The input poles of the input function decide the form of the forced response - step, etc.
If by "form" you mean whether it's constant or damped sinusoid or whatever -- yes. But the input function can have zeros, too, and those do shape the response. For instance, an input function of the form \$X(s) = \frac{a s + b}{s^2}\$ will have a step of amplitude \$a\$ plus a ramp with a slope of \$b\$.
The system poles decide the form of the natural response
Yes.
The amplitude of the forced and natural responses are dictated by ALL of the poles - both input and system.
Poles and zeros
if you consider a system that is completely underdamped, that will just continue to oscillate at the output when a step input.
You will see the input in the output, but a "forever" natural response could be there, too.
But note: if you're overly clever, the "forever" natural response won't be forever. Here's a "low pass" filter with zero damping, $$H = \frac{\omega_0^2}{s^2 + \omega_0^2}$$ where \$\omega_0 = 5(2\pi)\$. It's excited by a finite-duration pulse that someone just happened to arrange to be exactly five cycles of the filter's natural response.

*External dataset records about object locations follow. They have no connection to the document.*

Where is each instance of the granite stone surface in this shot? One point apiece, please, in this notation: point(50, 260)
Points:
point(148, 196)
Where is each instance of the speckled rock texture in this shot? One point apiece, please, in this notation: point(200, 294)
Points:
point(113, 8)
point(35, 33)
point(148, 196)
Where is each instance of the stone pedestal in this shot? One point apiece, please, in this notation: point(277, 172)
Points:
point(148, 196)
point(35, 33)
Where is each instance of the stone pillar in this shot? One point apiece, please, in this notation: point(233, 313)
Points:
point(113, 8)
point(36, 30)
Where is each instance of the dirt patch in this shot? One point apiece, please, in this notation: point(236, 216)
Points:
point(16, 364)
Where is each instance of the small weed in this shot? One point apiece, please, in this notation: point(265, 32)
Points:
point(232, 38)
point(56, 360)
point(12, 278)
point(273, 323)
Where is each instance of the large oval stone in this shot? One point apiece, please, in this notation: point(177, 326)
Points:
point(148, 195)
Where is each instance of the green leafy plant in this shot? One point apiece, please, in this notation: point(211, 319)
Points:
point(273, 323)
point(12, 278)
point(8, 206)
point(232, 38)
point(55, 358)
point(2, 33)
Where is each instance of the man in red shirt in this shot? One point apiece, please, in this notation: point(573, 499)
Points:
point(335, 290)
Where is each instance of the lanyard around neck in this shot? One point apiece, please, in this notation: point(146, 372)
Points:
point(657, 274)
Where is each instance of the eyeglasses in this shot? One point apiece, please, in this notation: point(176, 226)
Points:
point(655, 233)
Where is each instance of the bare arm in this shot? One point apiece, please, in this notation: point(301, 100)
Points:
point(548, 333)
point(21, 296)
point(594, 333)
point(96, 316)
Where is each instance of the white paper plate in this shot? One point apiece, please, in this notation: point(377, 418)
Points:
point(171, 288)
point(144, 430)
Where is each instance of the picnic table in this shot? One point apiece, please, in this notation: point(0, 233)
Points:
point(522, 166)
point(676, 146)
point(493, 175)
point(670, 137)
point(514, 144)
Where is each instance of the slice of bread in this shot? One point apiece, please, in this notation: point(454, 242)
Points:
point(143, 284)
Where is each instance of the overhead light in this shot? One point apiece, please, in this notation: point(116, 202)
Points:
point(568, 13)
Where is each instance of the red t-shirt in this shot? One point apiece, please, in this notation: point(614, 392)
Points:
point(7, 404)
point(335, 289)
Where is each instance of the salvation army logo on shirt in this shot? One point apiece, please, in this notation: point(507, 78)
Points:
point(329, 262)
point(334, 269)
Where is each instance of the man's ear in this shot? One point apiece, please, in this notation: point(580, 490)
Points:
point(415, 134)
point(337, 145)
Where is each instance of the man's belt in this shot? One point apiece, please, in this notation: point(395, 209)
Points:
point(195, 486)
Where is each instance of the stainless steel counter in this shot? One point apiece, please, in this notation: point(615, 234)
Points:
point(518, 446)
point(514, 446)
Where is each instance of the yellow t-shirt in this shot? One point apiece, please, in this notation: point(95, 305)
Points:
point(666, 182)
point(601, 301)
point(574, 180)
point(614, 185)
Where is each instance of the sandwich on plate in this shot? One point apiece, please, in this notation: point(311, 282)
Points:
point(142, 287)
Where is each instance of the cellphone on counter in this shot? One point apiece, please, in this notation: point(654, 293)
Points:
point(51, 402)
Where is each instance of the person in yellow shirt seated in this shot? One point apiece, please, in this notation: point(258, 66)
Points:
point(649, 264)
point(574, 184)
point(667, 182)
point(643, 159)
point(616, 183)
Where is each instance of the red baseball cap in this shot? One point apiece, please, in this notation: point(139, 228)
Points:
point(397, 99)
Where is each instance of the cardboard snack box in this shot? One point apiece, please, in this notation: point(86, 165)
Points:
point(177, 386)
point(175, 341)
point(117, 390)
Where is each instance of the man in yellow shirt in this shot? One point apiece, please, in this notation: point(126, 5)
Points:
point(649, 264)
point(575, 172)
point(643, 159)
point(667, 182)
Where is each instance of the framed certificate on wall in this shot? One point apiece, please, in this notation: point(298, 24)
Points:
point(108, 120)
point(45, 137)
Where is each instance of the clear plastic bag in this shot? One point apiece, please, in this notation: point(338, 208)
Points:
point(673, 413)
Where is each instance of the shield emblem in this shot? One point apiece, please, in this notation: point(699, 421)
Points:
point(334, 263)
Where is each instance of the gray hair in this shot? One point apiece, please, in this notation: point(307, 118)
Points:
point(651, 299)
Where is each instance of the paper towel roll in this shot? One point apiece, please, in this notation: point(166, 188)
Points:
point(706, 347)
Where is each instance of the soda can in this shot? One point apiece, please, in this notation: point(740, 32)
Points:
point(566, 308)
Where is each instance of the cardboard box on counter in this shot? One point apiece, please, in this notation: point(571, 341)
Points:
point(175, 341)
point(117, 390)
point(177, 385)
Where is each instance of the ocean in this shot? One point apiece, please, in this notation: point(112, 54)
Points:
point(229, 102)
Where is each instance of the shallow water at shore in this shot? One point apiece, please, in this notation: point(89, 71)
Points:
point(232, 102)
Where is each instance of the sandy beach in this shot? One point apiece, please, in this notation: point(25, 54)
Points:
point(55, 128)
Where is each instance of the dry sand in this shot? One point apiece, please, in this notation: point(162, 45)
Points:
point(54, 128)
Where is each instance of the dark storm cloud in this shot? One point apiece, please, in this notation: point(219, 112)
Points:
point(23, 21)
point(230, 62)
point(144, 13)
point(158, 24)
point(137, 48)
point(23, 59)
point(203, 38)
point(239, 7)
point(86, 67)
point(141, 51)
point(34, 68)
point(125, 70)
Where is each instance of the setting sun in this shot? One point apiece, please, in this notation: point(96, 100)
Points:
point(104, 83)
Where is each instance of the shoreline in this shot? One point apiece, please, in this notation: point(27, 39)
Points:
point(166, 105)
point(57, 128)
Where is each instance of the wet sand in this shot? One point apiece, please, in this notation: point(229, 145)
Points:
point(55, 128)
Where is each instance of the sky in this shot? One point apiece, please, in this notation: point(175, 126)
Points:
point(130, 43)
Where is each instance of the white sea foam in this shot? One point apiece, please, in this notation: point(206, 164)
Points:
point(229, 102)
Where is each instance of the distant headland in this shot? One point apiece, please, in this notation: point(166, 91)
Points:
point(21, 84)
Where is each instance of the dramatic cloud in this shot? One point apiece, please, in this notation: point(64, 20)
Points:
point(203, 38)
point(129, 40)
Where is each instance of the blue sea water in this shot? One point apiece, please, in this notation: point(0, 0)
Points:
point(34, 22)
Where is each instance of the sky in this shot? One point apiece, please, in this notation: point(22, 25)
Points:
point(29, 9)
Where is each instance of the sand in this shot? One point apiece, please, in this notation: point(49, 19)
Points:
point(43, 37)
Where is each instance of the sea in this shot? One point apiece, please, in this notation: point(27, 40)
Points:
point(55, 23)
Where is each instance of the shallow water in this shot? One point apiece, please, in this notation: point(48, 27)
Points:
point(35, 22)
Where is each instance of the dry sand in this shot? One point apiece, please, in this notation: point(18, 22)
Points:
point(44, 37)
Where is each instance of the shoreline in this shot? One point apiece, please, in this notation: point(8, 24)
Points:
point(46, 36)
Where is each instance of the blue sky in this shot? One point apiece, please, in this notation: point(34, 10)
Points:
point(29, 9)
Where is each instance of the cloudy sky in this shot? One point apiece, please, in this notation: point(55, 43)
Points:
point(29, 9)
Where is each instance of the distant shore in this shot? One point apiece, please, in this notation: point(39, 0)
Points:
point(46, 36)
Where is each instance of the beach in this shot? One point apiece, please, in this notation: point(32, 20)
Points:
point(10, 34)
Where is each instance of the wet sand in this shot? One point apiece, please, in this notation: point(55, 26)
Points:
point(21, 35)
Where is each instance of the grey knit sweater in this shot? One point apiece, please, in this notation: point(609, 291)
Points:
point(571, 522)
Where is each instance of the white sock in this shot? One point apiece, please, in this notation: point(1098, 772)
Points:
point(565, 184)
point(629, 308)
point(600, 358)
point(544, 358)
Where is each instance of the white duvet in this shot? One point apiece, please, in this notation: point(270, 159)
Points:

It even has a Laplace transform -- $$X(s) = \frac{1 - e^{- s}}{s}$$
In time-domain terms, the reason that the natural response goes away is because the input signal acts like a step at \$t = 0\$, added to a negative step at \$t = 1\$. Because the "negative step" is an integer number of cycles after the initial step, it's response cancels out the natural response.
In frequency-domain terms, the reason that there's no persistent natural response is because \$X\$ has an infinite number of zeros on the imaginary axis at \$\omega = 2 \pi n\$. One of these falls at \$\omega = 0\$, which is why there's no persisting DC response to the input; another falls at \$\pm\omega_0\$, which is why there's no persisting natural response.